Hierarchical Non-parametric Bayesian Mixture Models and Applications on Big Data

Halid Yerebaken
Seminar

Abstract:
In a wide variety of domains, from text mining to life sciences, there is an abundance of raw data with unknown structure. The unsupervised learning area of Machine Learning focuses on the methods that can discover these structures without additional label information. The traditional methods in this area assume fixed structures and fit models to data based on these assumptions. However, assuming a specific structure will limit the ability of machine learning algorithms to adapt to rare or emerging patterns. Bayesian non-parametric models offer a great flexibility to discover the hidden structure of data beyond these limits. However, scalability of these algorithms has been a concern in recent years.
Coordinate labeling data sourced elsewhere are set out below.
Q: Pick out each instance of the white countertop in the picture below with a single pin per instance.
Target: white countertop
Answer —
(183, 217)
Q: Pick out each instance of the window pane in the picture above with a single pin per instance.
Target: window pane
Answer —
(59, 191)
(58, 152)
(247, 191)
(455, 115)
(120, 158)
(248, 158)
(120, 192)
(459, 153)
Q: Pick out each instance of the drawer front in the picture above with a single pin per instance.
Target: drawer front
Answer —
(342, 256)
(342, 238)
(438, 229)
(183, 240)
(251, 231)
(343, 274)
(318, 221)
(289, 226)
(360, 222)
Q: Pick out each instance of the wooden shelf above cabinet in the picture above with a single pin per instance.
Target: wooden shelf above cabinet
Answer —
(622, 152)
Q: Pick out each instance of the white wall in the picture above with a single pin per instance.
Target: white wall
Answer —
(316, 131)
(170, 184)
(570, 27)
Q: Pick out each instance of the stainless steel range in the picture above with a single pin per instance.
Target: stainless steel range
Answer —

In this presentation, we will focus on sampling-based inference mechanisms of the Bayesian non-parametric models and demonstrate how to scale them using modern parallel architecture.

Speaker Biography:
Halid Z. Yerebakan is a Ph.D. candidate in the Computer Sciences Department at Purdue University and a research assistant in the Computer and Information Science Department at IUPUI.  His research focuses on hierarchical nonparametric Bayesian models and their applications in clustering and text mining. Halid is currently developing efficient parallel stochastic sampling algorithms by exploiting conditional independence structure of these models. He interned at Siemens Healthcare, Dow Agrosciences, and Bashpole Software during his Ph.D.